This paper was invited by the editor, Victor Ufnarofski, for a special issue of the journal devoted to computer algebra. The joint papers with Helton on this work are addressed to an audience of engineers and are somewhat didactic. This paper presents the foundations of the topic more formally to a computer science audience in terms of rewrite rules. The paper also includes a short discussion of the special purpose system used in this work.

1.     Foundations

Gröbner Basis technology can be viewed as a chapter in non-commutative ring theory, concerned with ideals and ideal bases-with connections to algebraic geometry. It can also be seen as providing a reduction process akin to the rewrite rules used in computer science.This paper uses rewrite rules as the foundation.

2.     Operator Theory Models

The technology we introduce is applied to several "models" that arise in operator or matrix theory.  The original goal of this work was the simplification of complex expressions. The Gröbner technology was used to produce a complete set of simplifying expressions from various starting sets of relations.

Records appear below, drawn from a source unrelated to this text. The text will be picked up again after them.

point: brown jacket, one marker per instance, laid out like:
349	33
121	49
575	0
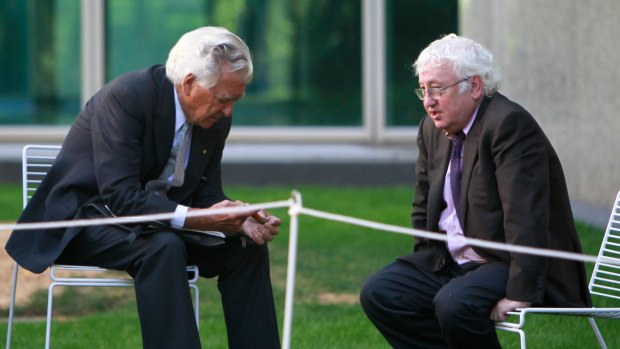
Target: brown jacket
514	191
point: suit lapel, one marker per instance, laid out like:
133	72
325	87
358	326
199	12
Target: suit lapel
164	123
470	155
442	161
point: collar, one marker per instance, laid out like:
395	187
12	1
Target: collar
178	112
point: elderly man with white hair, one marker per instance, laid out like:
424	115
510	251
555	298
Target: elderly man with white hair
149	142
487	171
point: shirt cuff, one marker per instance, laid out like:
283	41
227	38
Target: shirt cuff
178	219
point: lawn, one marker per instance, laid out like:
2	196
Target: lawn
334	259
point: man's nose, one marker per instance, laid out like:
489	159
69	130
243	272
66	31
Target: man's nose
227	111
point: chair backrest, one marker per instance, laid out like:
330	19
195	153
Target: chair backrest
36	162
605	279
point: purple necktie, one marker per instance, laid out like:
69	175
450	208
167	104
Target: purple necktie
456	173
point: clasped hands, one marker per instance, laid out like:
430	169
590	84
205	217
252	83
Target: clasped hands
258	225
501	309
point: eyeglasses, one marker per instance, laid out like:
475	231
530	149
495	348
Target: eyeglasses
434	92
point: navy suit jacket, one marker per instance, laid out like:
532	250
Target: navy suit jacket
121	140
513	191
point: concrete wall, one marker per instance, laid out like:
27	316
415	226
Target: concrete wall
561	61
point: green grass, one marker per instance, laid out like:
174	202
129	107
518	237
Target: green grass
333	258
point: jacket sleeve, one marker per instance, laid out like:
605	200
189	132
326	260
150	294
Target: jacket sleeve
521	164
118	121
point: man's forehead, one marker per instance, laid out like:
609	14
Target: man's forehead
433	72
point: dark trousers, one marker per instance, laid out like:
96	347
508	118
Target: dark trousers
158	262
416	308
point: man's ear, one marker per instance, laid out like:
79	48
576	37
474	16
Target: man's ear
188	83
477	88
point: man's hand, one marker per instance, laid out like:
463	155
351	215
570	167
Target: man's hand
228	223
262	227
501	309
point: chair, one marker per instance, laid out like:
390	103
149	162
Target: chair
36	162
605	282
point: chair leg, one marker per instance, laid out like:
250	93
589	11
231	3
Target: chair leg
9	329
48	326
598	334
515	330
196	304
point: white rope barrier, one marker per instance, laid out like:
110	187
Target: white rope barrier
443	237
141	218
295	209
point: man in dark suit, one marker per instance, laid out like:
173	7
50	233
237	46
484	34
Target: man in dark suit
485	170
119	145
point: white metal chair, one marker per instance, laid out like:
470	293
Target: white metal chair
605	282
36	162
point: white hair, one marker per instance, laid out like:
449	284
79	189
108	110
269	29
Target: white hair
204	52
467	57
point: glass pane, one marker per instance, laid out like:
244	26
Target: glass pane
411	26
40	61
307	53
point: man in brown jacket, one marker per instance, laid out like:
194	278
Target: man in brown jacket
485	170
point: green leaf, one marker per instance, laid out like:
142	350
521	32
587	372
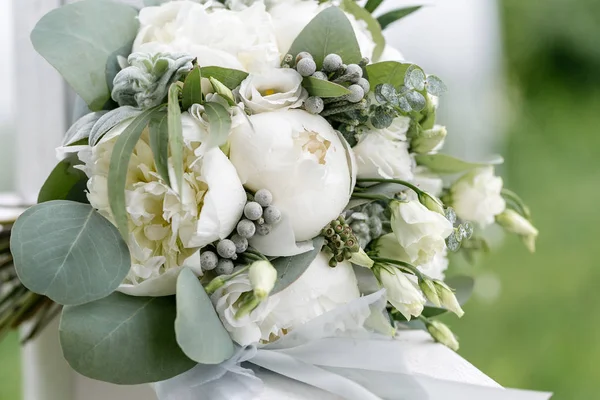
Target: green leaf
390	72
445	164
159	143
393	16
329	32
322	88
192	89
232	78
119	164
220	123
199	330
123	339
350	6
68	252
289	269
175	134
82	41
65	183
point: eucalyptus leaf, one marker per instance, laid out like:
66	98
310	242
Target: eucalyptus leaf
159	143
232	78
329	32
68	252
322	88
289	269
175	134
123	339
219	121
390	17
119	164
200	333
361	14
82	41
445	164
65	182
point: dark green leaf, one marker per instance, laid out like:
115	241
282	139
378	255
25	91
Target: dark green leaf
192	89
175	134
159	143
82	41
393	16
289	269
65	183
68	252
322	88
232	78
199	330
123	339
329	32
119	164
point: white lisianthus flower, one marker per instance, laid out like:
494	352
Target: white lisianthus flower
303	162
476	196
402	292
420	232
273	89
290	17
166	228
383	153
319	290
243	40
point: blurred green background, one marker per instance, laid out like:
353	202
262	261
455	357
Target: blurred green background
541	330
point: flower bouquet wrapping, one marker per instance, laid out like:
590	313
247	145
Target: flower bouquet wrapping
255	185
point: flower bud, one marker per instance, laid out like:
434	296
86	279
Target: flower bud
516	223
429	140
447	298
262	277
442	334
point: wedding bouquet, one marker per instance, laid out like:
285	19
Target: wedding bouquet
254	184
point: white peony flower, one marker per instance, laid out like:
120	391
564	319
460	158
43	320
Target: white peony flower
290	17
273	89
243	40
420	232
303	162
166	228
319	290
476	196
383	153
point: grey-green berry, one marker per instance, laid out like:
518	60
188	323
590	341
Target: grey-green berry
246	228
208	260
241	243
332	63
314	105
306	67
263	197
224	267
272	215
226	248
253	210
263	230
356	94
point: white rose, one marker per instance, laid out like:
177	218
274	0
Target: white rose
290	17
243	40
166	228
476	196
319	290
274	89
420	232
383	153
303	162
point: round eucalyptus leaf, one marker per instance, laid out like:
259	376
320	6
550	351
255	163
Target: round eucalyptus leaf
123	339
68	252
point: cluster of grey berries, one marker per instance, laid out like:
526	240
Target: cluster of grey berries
258	219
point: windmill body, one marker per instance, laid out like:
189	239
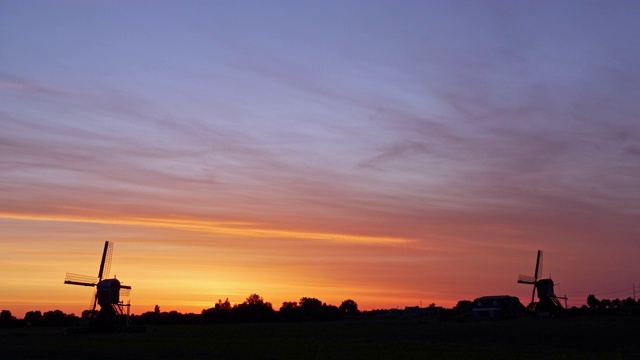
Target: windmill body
114	313
548	302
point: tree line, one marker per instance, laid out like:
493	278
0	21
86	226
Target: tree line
253	309
256	309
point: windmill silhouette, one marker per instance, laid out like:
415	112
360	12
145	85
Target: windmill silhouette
114	313
548	301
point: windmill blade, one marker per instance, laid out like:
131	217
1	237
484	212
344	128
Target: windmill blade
95	302
105	263
539	266
78	279
526	279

3.     Other examples and results

The operator theory work produced situations in which the Basis Algorithm does not terminate and for which a Gröbner Basis exists but is infinite. This section examines some ways that infinite Gröbner Bases arise. It presents a simple example where the Gröbner Basis is finite for one term ordering and infinite for another.
 
Some of the operator theory models that arise in the work with Helton have infinite bases. Changing the "handedness" of a few rules causes the infinite families to collapse. The handedness of rules cannot be changed arbitrarily (it could, for example, produce a cycle in the graph) -- so a search was conducted for a valid term ordering which had this effect. The Wreath Product ordering (used by group theorists) was shown to accomplish this for the operator theory models. All of the operator theory models have finite Gröbner Bases when this ordering is used. (It is not, however, a "simplification order").  [After the publication a simpler order, the Elimination Order, was found to also produce finite bases for the operation theory models.]

4.    Discussion of research software and implementation

This research uses a special approach to the design and implementation of research software. The last section of the paper contains a brief discussion of this approach and provides some information about the base language (Forth) used in this work.